Professor Aprill has written extensively on issues of nonprofit law and is a reliable source of knowledge
both for her students and the public. Her other accomplishments include serving as a fellow of the
American College of Tax Counsel and the American Law Institute, and serving as a member of the
Executive Committee of the USC Federal Tax Institute and the Academic Advisory Board of the
Tannenwald Foundation for Excellence in Tax Scholarship. She is a former Chair of the Los Angeles
County Bar Tax Section, which has honored her with the Dana Latham Award for outstanding contribution
to the community and to the legal profession in the field of taxation.
Congratulations to Ellen and to all of the other individuals recognized by the ABA (including Greg Colvin and Eve Borenstein (among others), who many of us in this community know as well) on their honors.
See also a similar write up on our sister Tax Prof Blog.
Tuesday, July 10, 2018
I am pleased to cross post this article by the very wonderful Joan Heminway (University of Tennessee) from our sister blog, the Business Law Prof Blog, entitled "A Lawyer Helping Wounded Warriors, One House at a Time"
As a legal advisor to both for-profit and not-for-profit ventures for more than 30 years, I have had to learn about the business operations of new clients many, many times. The facts are so important in these knowledge acquisition processes (which generally take time to complete). The more experienced one is as a business lawyer, the more adept one is at getting the right facts--and analyzing the legal risks, rights, and responsibilities they represent or signal.
As a law professor, I have had many opportunities to experience joy from the work of my students. They do such amazing things! As the careers of my former students lengthen and deepen, my pride in them often exponentially increases.
With all that in mind, I bring you today a podcast featuring one of my beloved former students. She doesn't work for a law firm or a major multinational corporation. She is not a general counsel. Instead, she works for a relatively small nonprofit organization in a broad-based planning and development role.

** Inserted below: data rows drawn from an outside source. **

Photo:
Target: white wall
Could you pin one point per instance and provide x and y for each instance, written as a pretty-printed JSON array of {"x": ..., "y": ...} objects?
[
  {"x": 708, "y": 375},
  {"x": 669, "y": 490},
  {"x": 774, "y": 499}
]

Jump on over to the Business Law Prof Blog for the rest of the article and the link to the Podcast for a great reminder of why it is we do nonprofit work.
Saturday, July 7, 2018
Last fall the NYU Law School's National Center on Philanthropy and the Law focused its annual conference on section 501(c)(4) social welfare organizations. The conference papers will be published in the NYU Journal of Legislation & Public Policy, but for those who can't wait the following papers are now available on SSRN (in the order they were presented at the conference):
David S. Miller, Advice for Jeff Bezos: Social Welfare Organizations as Grantmakers
Lloyd Hitoshi Mayer, A (Partial) Defense of Section 501(c)(4)'s "Catchall" Nature
For those particularly interested in the use of 501(c)(4)s as part of a group of affiliated organizations engaged in advocacy and other political activity, the Alliance for Justice has recently released the 4th edition of The Connection: Strategies for Creating and Operating 501(c)(3)s, 501(c)(4)s, and Political Organizations (written by B. Holly Schadler).

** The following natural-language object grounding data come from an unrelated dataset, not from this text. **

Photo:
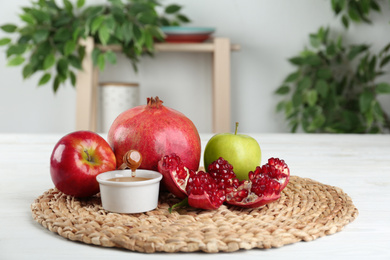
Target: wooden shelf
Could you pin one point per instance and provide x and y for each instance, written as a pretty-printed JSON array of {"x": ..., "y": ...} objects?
[{"x": 220, "y": 48}]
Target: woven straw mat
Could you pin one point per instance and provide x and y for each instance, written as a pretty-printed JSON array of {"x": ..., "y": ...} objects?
[{"x": 305, "y": 211}]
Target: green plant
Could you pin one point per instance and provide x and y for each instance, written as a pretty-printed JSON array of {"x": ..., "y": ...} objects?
[
  {"x": 49, "y": 39},
  {"x": 335, "y": 87}
]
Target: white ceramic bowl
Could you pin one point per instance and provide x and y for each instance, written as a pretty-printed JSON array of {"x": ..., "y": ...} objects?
[{"x": 129, "y": 197}]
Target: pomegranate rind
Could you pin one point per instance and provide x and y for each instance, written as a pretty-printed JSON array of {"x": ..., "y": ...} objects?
[
  {"x": 170, "y": 181},
  {"x": 202, "y": 201}
]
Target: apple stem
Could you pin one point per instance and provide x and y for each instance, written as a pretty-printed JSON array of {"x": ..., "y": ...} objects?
[{"x": 88, "y": 155}]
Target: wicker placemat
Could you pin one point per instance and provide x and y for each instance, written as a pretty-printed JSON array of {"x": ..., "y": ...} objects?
[{"x": 306, "y": 210}]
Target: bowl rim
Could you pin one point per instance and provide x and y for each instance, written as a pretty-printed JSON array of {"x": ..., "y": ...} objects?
[{"x": 155, "y": 176}]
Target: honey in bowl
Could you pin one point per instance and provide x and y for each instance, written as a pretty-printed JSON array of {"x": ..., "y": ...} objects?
[{"x": 129, "y": 179}]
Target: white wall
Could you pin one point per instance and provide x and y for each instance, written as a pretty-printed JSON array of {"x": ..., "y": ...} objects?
[{"x": 269, "y": 32}]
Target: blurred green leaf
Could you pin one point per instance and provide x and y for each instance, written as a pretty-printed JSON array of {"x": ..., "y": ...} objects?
[
  {"x": 40, "y": 35},
  {"x": 80, "y": 3},
  {"x": 75, "y": 62},
  {"x": 72, "y": 78},
  {"x": 292, "y": 77},
  {"x": 4, "y": 41},
  {"x": 49, "y": 61},
  {"x": 324, "y": 73},
  {"x": 95, "y": 54},
  {"x": 183, "y": 18},
  {"x": 70, "y": 47},
  {"x": 322, "y": 88},
  {"x": 384, "y": 61},
  {"x": 16, "y": 49},
  {"x": 311, "y": 97},
  {"x": 356, "y": 50},
  {"x": 304, "y": 84},
  {"x": 9, "y": 28},
  {"x": 353, "y": 14},
  {"x": 62, "y": 68},
  {"x": 68, "y": 6},
  {"x": 16, "y": 61},
  {"x": 282, "y": 90},
  {"x": 104, "y": 34},
  {"x": 101, "y": 61},
  {"x": 110, "y": 57},
  {"x": 382, "y": 88},
  {"x": 56, "y": 83},
  {"x": 280, "y": 106},
  {"x": 28, "y": 70},
  {"x": 62, "y": 35},
  {"x": 96, "y": 22},
  {"x": 173, "y": 8},
  {"x": 365, "y": 100},
  {"x": 44, "y": 79},
  {"x": 28, "y": 18}
]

The much discussed attempts by high-tax states to find a way for their residents to continue to contribute to state and local coffers without running smack into the new $10,000 limit on deducting state and local taxes (SALT) raises an important issue relating to the charitable contribution deduction - when, if ever, is a SALT reduction a return benefit that reduces or eliminates the deduction for the "charitable" contribution that triggered the SALT reduction? While the Treasury Department has expressed its disapproval of such workarounds, its task is complicated by the fact that there were more than a 100 state charitable tax credit provisions in place across 33 states before the recent federal tax legislation.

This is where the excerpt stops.